Entrepreneurial activity in Germany experienced a boost last year, according to a preliminary evaluation from the KfW development bank’s founding monitor. The overall intensity of starting a business increased from 115 to 136 new businesses per 10,000 people aged 18 to 64. Converted for the working-age population, this equates to approximately 690,000 founders, up from 585,000 in the previous year.
This positive trend was mainly driven by part-time ventures. The intensity of starting side-employment ventures rose by 20 points to 95 per 10,000 people, compared to 75 the previous year. This translates to roughly 483,000 side ventures in 2025, an increase from 382,000 the year before. In contrast, the intensity of full-time ventures showed little change, remaining at 41 per 10,000 people-the third consecutive year of stability. This represents about 206,000 full-time ventures in 2025. Due to this divergent development, the proportion of side-employment ventures in the overall founding activity rose to an unprecedented 70% last year.
The primary reason surveyed founders cited for starting a part-time self-employment venture was generating supplementary income. According to Dirk Schumacher, Chief Economist at KfW, the rising cost of living is a likely cause for the sharp increase in part-time founding activity. He added that accessing the labor market has become more difficult and that even small side jobs are no longer easy to find, making self-employment an alternative for extra income.
The majority of founders in Germany do so out of conviction; two-thirds prefer self-employment over being a salaried employee. While the proportion of side ventures doing so is lower than in full-time ventures, it still represents a clear majority and actually accounts for a higher percentage in 2025 compared to the previous year.

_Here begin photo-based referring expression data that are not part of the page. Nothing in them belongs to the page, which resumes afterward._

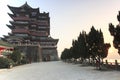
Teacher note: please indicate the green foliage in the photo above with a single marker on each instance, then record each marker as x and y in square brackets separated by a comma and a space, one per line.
[16, 56]
[89, 45]
[5, 62]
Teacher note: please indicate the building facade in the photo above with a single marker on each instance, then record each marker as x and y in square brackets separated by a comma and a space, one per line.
[30, 32]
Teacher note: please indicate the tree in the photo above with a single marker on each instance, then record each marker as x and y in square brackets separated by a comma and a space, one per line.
[115, 32]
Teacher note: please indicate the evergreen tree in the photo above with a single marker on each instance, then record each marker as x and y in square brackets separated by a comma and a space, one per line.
[115, 32]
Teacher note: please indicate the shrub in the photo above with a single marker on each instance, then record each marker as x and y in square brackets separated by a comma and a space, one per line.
[6, 63]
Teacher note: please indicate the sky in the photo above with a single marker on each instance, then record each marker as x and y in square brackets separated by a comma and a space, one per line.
[69, 17]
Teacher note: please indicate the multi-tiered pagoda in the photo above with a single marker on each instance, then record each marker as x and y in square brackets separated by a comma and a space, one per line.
[30, 32]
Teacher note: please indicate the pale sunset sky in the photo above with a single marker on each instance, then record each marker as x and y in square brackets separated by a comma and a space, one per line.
[69, 17]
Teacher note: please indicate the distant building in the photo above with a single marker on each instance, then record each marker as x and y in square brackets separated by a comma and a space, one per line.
[30, 32]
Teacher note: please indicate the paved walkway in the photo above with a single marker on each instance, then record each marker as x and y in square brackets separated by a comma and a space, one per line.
[56, 71]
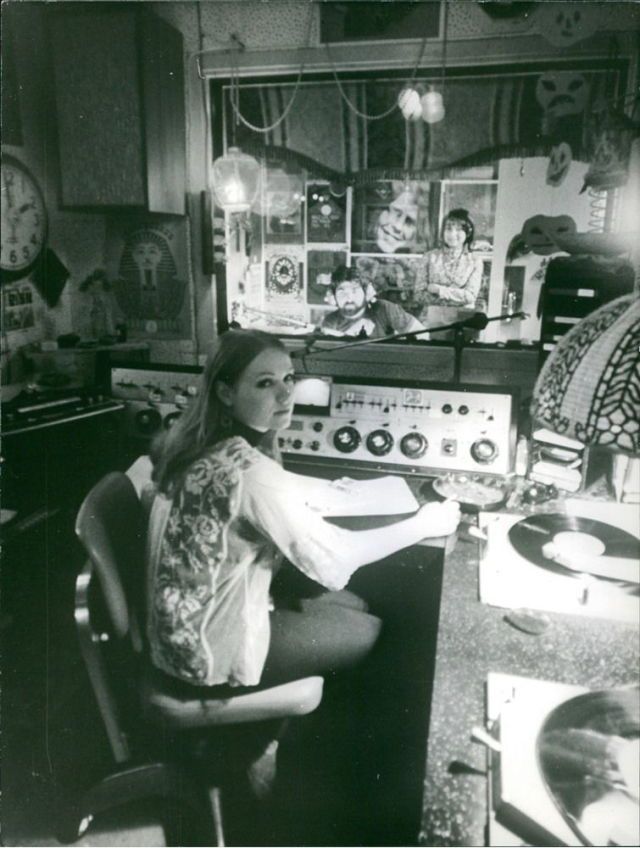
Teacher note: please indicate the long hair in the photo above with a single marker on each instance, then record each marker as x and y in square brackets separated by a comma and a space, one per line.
[207, 420]
[462, 217]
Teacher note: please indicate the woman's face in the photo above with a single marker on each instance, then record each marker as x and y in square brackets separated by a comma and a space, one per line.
[262, 397]
[397, 225]
[453, 234]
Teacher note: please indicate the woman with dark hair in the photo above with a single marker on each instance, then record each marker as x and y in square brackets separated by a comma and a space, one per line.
[226, 514]
[451, 274]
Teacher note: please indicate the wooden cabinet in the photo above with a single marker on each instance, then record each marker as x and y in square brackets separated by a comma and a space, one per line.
[120, 107]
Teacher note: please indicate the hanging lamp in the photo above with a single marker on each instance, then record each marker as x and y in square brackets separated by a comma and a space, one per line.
[432, 101]
[235, 180]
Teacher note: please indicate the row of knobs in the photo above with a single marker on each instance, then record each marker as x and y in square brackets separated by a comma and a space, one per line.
[412, 445]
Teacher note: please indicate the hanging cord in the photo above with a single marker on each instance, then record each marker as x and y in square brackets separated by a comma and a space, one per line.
[388, 111]
[445, 30]
[235, 88]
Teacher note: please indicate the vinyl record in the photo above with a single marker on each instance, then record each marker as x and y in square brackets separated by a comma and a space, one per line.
[529, 536]
[587, 753]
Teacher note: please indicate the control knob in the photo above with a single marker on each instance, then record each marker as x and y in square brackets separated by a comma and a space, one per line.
[484, 451]
[414, 445]
[379, 442]
[346, 439]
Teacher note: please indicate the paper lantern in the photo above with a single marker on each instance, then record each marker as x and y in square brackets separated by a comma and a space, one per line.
[236, 179]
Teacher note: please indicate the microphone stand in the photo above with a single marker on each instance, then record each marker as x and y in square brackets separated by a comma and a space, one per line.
[476, 322]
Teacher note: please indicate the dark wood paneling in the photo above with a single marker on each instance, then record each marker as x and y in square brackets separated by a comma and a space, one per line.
[98, 105]
[162, 70]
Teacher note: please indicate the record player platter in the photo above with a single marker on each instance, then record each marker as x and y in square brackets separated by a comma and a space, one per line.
[589, 757]
[565, 544]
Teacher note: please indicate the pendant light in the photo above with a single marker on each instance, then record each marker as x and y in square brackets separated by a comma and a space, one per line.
[235, 180]
[432, 101]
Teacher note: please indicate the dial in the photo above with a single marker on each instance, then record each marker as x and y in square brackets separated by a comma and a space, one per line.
[24, 220]
[379, 442]
[414, 445]
[484, 451]
[346, 439]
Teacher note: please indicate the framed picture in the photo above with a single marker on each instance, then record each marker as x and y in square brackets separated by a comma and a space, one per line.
[326, 214]
[320, 266]
[393, 216]
[284, 195]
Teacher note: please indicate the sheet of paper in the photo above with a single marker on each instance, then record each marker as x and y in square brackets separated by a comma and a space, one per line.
[387, 495]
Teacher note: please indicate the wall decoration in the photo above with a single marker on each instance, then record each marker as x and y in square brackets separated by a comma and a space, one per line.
[17, 307]
[284, 274]
[147, 264]
[320, 265]
[563, 24]
[392, 216]
[326, 214]
[559, 164]
[284, 195]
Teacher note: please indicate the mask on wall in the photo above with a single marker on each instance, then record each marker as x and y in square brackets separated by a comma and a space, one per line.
[610, 162]
[564, 24]
[539, 232]
[561, 93]
[559, 164]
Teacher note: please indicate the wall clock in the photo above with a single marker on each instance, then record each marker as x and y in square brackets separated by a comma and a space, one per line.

Looking at the nature of the ventures established, 24 percent of new businesses last year were founded by employees (meaning they were related to existing employment). Single-person sole proprietorships dominated with 86 percent, compared to team ventures. Most new businesses were established entirely new, meaning they were legally and structurally set up for the first time, with only 10 percent of cases representing businesses acquired from existing operations.